Para cessar a destruição da floresta a diplomacia do governo brasileiro já deixou claro aos organismos internacionais que isso só acontecerá se pagarem. E se os países ricos resolverem mesmo pagar para que a mata fique em pé, aí é que os povos das florestas não valerão nada mesmo, pois serão proibidos de comer sequer uma folha de árvore.
Mas isso será uma faca de dois gumes. O ensaísta geopolítico Gelio Fregapani defende, no seu livro Amazônia – A grande cobiça internacional, que o Brasil só conservará a Amazônia se povoá-la; nesse aspecto, índios e caboclos aliados às Forças Armadas são fundamentais para assegurar nossa soberania, numa possível guerra de guerrilhas, a mesma estratégia utilizada pelos vietnamitas na sua vitória contra os americanos e na iminente vitória dos iraquianos também contra os Estados Unidos, que, apesar do seu arsenal nuclear, capaz de devastar o planeta inteiro, só poderá ocupar efetivamente o solo por meio da presença humana.

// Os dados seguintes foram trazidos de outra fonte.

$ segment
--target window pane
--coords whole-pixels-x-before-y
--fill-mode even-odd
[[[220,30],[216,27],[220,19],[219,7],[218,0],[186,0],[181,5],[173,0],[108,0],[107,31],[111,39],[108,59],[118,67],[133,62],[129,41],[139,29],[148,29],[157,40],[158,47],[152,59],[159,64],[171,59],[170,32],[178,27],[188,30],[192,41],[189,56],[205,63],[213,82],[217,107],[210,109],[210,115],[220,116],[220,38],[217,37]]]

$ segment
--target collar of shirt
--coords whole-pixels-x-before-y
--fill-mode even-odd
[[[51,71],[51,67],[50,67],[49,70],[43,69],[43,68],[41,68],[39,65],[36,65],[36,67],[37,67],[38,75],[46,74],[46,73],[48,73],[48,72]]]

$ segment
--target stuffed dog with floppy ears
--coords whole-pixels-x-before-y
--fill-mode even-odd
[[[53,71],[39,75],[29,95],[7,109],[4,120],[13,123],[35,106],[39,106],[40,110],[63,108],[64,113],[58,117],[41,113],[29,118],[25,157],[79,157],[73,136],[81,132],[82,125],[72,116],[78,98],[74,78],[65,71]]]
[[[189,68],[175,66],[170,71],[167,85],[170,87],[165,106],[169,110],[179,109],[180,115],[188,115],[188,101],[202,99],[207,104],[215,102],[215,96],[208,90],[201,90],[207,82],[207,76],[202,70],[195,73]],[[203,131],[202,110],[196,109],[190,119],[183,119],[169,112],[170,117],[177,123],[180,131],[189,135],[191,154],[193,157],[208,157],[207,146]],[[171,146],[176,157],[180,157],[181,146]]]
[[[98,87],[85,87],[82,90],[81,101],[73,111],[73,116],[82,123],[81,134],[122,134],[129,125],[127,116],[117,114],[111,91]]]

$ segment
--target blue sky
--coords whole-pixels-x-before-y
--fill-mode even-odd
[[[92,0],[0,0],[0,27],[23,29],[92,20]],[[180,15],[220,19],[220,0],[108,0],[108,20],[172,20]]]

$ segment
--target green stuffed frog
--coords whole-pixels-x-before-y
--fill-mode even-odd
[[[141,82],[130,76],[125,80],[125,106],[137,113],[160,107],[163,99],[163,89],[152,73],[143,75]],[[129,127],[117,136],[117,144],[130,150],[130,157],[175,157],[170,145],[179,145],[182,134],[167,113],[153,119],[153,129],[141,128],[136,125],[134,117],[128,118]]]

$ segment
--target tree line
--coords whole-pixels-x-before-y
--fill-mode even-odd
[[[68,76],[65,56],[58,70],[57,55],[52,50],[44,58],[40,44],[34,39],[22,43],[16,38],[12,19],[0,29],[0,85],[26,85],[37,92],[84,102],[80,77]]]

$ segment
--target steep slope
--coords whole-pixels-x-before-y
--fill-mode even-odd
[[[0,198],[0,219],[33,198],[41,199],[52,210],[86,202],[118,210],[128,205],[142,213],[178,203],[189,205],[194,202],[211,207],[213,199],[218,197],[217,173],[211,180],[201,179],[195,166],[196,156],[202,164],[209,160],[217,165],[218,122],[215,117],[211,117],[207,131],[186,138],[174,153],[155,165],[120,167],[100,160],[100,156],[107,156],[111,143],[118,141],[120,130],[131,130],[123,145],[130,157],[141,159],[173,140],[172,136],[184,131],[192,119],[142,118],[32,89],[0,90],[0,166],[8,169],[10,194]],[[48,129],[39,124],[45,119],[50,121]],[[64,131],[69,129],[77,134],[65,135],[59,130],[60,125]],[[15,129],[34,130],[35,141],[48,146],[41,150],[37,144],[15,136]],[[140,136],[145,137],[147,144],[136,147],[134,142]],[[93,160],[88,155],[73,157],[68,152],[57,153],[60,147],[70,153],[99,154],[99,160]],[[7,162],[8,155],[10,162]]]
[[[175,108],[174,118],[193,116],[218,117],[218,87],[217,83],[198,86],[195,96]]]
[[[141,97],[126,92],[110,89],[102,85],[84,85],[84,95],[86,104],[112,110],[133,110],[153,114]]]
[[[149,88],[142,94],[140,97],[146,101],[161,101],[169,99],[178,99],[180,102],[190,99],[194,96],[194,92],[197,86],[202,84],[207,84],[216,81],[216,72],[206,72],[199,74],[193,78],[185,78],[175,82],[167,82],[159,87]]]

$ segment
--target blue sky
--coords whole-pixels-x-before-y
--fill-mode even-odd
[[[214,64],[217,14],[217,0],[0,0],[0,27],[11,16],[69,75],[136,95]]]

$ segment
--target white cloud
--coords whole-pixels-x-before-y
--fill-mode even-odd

Nesse cenário, a imprensa internacional vê a Amazônia como um santuário e os amazônidas como uma horda bárbara. A mídia nacional, ou sudestina, vê a Amazônia com desprezo colonizador. Quanto às empresas de comunicação social da própria Amazônia são, quase sempre, familiares; mantêm um relacionamento suspeito com políticos, principalmente governadores; desprezam a própria região que as enriquecem; e não cultivam o mínimo compromisso social inerente à natureza do jornalismo.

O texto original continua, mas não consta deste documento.